Of course the tradition of Christian Philosophy was not loved by all early Christians. It had a notable detractor in Tertullian (c. 155 – c. 240 AD - the Christian leader from the provinces in North Africa. Thus Tertullian wrote -
“Writing to the Colossians, he [Paul] says, “See that no one beguile you through philosophy and vain deceit, after the tradition of men, and contrary to the wisdom of the Holy Ghost.” He had been at Athens, and had in his interviews (with its philosophers) become acquainted with that human wisdom which pretends to know the truth, whilst it only corrupts it, and is itself divided into its own manifold heresies, by the variety of its mutually repugnant sects. What indeed has Athens to do with Jerusalem? What concord is there between the Academy and the Church? what between heretics and Christians? Our instruction comes from “the porch of Solomon,” who had himself taught that “the Lord should be sought in simplicity of heart.” Away with all attempts to produce a mottled Christianity of Stoic, Platonic, and dialectic composition!” (Tertullian, The Prescription Against Heretics, 7)
I can think of how the Christian philosophers would have answered his accusation – but will save this for another post.

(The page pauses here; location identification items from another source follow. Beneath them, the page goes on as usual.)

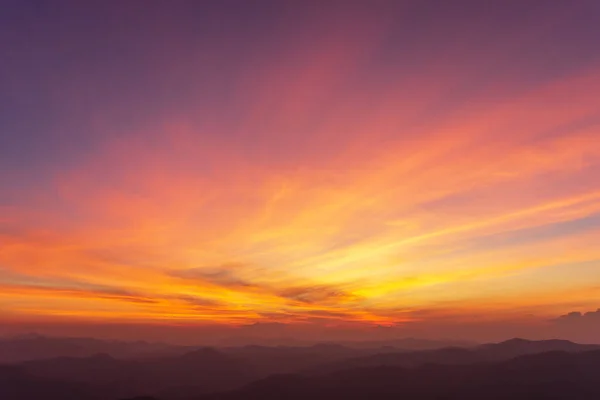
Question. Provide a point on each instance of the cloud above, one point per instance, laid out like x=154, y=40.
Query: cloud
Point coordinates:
x=320, y=294
x=577, y=317
x=222, y=275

Obviously Tertullian is the bad boy for Universalists; an unmerciful Father, the originator the abominable fancy – that the elect will look down and relish the torments of the damned. However for the moment I simply observe that Tertullian’s tirade contains a pretty paradox – in no way did he transcend classical culture. He was trained as a Roman lawyer – and he learnt his ideas of church discipline from Roman law, as he learnt his skills of sarcasm, his invective and his need to annihilate any opposition with his words. He never appears to have reflected on this. Roman law was at this time extremely adversarial .Not long before Tertullian’s time, in a way that still influenced the forms of legal proceedings, the prosecuting council that lost the case was in danger of having a large ‘K’ for ‘Kalumniator’ (‘slanderer’) branded on his forehead. So the stakes were high and the need to annihilate opposition had a sharp and painful focus. Tertullian, at first the defender of orthodoxy in violent polemic, in the end joined the heretical Montanist group and then proceeded to turn his invective against the Orthodox Church as ‘nothing but a club run by a bunch of Bishops’.